Growing up is not easy. “It’ll be fun”, they said. “Enjoy it while you can”, they said. This is the hardest thing I’ve ever done ever and I don’t feel like I’m getting any better at it. I’m not even sure what to tell you. These past few weeks, especially have been so “blah” and uneventful. It has, however, left me with a lot of time for reflection. And I mean a lot. Oh, and going to the gym. Keep these two things in mind because those are the two topics that inspired me to share with you a question that I have for myself and you. It’s not original, you’ve heard it before and you’ll probably continue to hear it throughout your life (unless you’re fearless).
What if you weren’t afraid to fail?
What a life that would be, huh? Probably thrilling, dangerous but exciting and fun, equipped with great stories, experiences and a handful of good friends along the way.
This question came up in conversation with my good-good where we discussed how some people are so fearless and do things that we can only imagine doing. For instance, leaving everything you know behind to live in another country for a set amount of year to forever. I mean, it doesn’t even have to be that difficult or “far fetched”. As matter of fact, this happens so often it is neither difficult or far fetched, but to me it is. I could only imagine doing it. It came down to being afraid to do things as simple as traveling for leisure. I’m such a punk! There are so many places I’d love to travel to but am too afraid to for one reason or another; ranging from silly to actual reasoning. “I don’t speak the language so I’m afraid I’d be kidnapped and/or killed.” Seriously, Christine? While the probability is not zero, it’s also not big enough to be an actual fear but yet I’m still scared and I still won’t do it.
Lets scale it down is a goal I’ve set for myself at the gym. In the next few blog posts I hope to share with you that I’ve cleared my box jump goal of about 36 inches. After practicing and building my confidence I succeeded, kinda. I didn’t stick the landing so it didn’t count but I cleared the box so I knew I could do it. After not sticking the landing, I psyched myself out with an irrational fear that next time I would miss the box completely, fall backwards, and break my back. I tried twice after that and both times I missed the box, did not fall backward or break my back (I did bruise my shins, though). But seriously, where do these scenarios even come from?
There are a slew of things that I am afraid to do for one irrational reason or another and I don’t know how to get myself out of that. How does one become fearless? And does it have anything to do with confidence? I’m legit searching for answers and don’t suggest “just do it” because that’s easier said than done.

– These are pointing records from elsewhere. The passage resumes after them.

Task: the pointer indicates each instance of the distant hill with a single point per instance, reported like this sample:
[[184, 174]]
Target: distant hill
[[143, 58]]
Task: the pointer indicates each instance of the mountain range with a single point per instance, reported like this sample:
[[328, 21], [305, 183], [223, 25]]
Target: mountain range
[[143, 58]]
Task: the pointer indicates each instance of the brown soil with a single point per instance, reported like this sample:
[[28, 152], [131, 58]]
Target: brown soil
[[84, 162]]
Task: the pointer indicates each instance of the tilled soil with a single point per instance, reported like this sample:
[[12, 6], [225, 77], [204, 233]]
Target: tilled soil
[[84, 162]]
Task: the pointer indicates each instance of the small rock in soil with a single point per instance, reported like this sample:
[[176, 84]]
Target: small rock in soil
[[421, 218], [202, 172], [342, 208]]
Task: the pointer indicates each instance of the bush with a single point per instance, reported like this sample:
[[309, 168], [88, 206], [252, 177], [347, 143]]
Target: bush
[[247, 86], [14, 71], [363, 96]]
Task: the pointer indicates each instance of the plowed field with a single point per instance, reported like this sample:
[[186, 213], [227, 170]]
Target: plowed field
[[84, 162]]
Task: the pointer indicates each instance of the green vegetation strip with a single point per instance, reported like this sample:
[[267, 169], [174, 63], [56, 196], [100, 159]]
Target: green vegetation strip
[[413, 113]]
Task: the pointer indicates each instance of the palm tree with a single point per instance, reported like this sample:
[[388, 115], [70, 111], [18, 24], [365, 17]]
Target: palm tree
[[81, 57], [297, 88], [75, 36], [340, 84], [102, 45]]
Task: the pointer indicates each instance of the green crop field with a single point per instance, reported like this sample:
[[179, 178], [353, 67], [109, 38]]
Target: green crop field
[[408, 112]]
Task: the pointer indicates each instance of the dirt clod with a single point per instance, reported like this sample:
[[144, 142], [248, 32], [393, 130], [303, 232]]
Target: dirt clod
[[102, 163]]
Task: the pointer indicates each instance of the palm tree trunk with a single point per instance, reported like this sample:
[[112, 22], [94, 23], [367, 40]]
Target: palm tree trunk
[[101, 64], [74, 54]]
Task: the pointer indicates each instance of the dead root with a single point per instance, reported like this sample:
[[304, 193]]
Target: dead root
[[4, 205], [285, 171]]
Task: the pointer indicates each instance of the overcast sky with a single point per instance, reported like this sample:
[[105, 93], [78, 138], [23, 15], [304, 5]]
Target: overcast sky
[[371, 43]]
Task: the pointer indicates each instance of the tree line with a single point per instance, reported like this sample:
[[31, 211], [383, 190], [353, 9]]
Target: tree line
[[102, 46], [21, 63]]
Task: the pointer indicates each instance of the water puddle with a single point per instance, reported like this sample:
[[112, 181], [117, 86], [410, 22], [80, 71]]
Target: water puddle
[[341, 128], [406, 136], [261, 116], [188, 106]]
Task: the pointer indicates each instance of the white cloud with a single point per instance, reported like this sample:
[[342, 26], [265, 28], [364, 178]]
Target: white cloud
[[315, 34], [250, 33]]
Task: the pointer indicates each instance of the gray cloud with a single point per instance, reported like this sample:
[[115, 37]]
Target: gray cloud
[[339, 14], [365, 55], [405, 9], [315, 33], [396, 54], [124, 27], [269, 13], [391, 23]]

I know one thing is for sure, it’s very true what they say about things being all “in your head” because that’s been the #1 reason for a lot of things but how do I stop my brain from thinking these things?
What is a fear, big or small, that you’ve conquered lately and how did you get yourself to do it? I’m interested in learning how to conquer fear in every aspect in my life because I’m sure that once I do, I will blossom. But for now, I’m stuck and afraid. Help!